JAKARTA.koranradarlebong.com - Peringatan Hari Buruh Internasional (May Day) tahun 2025 tidak selalu identik dengan unjuk rasa turun ke jalan.
Hal ini disuarakan tokoh buruh dari Aceh hingga Gorontalo yang kompak menyuarakan pentingnya menjaga keamanan dan ketertiban masyarakat (kamtibmas) sebagai fondasi kesejahteraan bersama.
“Masyarakat sebaiknya tidak berperilaku berlebihan dalam memperingati hari Buruh Internasional yang diperingati setiap tanggal 1 Mei,” ujar Ketua DPW Federasi Serikat Pekerja Metal Indonesia (FSPMI) Provinsi Gorontalo, Meiske Abdullah dalam keterangannya, Selasa (29/4/2025).
Baginya, perayaan May Day harus tetap mempertimbangkan stabilitas sosial dan ekonomi.

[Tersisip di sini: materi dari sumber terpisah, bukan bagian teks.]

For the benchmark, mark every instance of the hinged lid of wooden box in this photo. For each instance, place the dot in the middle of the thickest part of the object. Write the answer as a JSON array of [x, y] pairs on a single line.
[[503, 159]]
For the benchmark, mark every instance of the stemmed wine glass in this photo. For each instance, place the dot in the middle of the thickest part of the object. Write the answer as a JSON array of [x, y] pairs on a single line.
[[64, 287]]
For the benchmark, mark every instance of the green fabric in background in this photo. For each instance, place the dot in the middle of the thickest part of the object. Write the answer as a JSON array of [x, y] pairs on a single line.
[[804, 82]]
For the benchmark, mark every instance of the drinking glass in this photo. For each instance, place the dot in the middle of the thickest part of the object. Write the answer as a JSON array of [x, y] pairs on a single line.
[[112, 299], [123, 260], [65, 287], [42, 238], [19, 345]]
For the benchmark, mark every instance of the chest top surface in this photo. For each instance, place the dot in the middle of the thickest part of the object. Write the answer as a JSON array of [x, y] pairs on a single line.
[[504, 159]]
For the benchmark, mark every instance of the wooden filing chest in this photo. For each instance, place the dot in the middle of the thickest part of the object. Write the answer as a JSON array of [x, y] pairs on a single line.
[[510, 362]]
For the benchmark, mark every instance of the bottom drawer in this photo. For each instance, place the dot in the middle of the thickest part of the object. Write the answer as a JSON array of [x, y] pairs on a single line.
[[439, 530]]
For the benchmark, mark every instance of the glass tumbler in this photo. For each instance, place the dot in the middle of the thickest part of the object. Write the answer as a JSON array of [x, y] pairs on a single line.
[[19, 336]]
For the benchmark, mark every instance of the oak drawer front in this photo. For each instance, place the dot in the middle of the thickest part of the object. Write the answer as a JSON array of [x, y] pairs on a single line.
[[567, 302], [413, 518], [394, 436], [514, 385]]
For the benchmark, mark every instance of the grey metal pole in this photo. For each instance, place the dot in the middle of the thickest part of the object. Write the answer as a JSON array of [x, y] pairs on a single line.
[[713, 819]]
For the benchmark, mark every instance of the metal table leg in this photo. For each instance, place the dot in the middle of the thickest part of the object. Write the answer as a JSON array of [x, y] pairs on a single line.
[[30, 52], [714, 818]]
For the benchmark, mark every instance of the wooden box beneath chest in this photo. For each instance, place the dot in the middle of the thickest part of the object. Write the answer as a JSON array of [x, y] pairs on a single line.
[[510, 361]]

Meiske menekankan stabilitas adalah syarat utama untuk mewujudkan keinginan para buruh, termasuk dalam hal peningkatan kesejahteraan dan iklim investasi.
BACA JUGA:KPK Periksa 3 Bos Perusahaan Swasta untuk Kasus Korupsi & Cuci Uang Andhi Pramono
“Mari tetap jaga stabilitas keamanan dan ketertiban di daerah. Karena apa pun yang menjadi keinginan kita bersama di Hari Buruh pastinya akan berjalan dengan baik,” tuturnya. Di Lhokseumawe, Ketua Serikat Pekerja Seluruh Indonesia (SPSI) Kota Lhokseumawe, Zainal Abidin Syammah SH, turut menegaskan bahwa kedamaian merupakan kunci bagi keberlangsungan hidup buruh. Ia menekankan bahwa keamanan bukan hanya tanggung jawab aparat, tetapi juga para pekerja sebagai bagian dari masyarakat.

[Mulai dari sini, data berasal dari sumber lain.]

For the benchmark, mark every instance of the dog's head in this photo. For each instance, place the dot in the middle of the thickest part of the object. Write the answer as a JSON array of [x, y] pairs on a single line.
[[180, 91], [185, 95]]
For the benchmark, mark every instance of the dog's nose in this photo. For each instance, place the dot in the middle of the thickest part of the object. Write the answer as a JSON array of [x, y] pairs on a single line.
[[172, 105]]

“Tentunya buruh harus tetap mendukung Keamanan dan Ketertiban Masyarakat (Kamtibmas) yang kondusif di Kota Lhokseumawe, karena dengan suasana kedamaian mempermudah kita mengais rezeki harian,” ungkap Zainal. Pandangan serupa disampaikan Ketua SPSI Kabupaten Aceh Selatan, Muhammad Dini, yang menekankan pentingnya membangun semangat kolektif dan kolaborasi lintas pihak.

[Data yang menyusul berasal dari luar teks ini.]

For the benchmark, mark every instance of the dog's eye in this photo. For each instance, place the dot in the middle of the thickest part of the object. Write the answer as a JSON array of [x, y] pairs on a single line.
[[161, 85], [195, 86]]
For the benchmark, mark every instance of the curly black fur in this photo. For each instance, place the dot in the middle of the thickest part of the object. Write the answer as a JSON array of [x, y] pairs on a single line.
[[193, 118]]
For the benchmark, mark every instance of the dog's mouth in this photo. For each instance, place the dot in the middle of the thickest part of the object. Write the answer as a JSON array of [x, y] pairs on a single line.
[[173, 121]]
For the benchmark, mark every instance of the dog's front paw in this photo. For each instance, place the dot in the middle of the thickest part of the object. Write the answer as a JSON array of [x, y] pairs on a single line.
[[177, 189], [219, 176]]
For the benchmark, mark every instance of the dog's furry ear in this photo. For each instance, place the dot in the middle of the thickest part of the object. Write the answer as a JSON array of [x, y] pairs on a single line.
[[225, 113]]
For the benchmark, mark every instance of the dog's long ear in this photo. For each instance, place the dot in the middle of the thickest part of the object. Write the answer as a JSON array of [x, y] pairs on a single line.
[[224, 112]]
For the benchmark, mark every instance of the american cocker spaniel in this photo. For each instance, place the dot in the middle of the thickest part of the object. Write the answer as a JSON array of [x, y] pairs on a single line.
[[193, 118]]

Menurutnya, May Day bukan hanya soal tuntutan, tetapi momentum menyatukan kekuatan pekerja, pengusaha, dan pemerintah.
“May Day is Collaboration Day, semangat harus tetap digelorakan, mari kita rajut kebersamaan untuk peningkatan kesejahteraan pekerja dan produktivitas nasional,” ujarnya.
Muhammad menegaskan bahwa produktivitas nasional dan kesejahteraan tidak dapat dipisahkan dan hanya bisa dicapai melalui kerja sama yang solid di tengah krisis global yang kompleks.
Sementara itu, Ketua Federasi Serikat Pekerja Perkayuan dan Kehutanan Indonesia (FSP Kahutindo) PPU, Dedi Saidi justru mengambil langkah perubahan dengan membatalkan niat turun ke jalan dan memilih jalur dialog.
"Sebetulnya saya mau turun ke Dinas Tenaga Kerja dan Transmigrasi (Disnakertrans) PPU, tetapi saya batalkan. Saya lebih suka berdialog ketimbang turun ke jalan," tegasnya.
Dedi mengambil pendekatan persuasif dan berkelanjutan untuk menampilkan citra buruh yang konstruktif dan positif. "Kami ingin menunjukkan bahwa buruh bukan hanya bisa menyuarakan tuntutan, tetapi juga mampu berkontribusi positif untuk lingkungan sekitar dan perusahaan tempat kami bekerja,” katanya.
Dia memandang May Day sebagai momentum memperkuat komunikasi dan musyawarah. Semua persoalan bisa dicarikan solusi dengan cara komunikasi, musyawarah mufakat.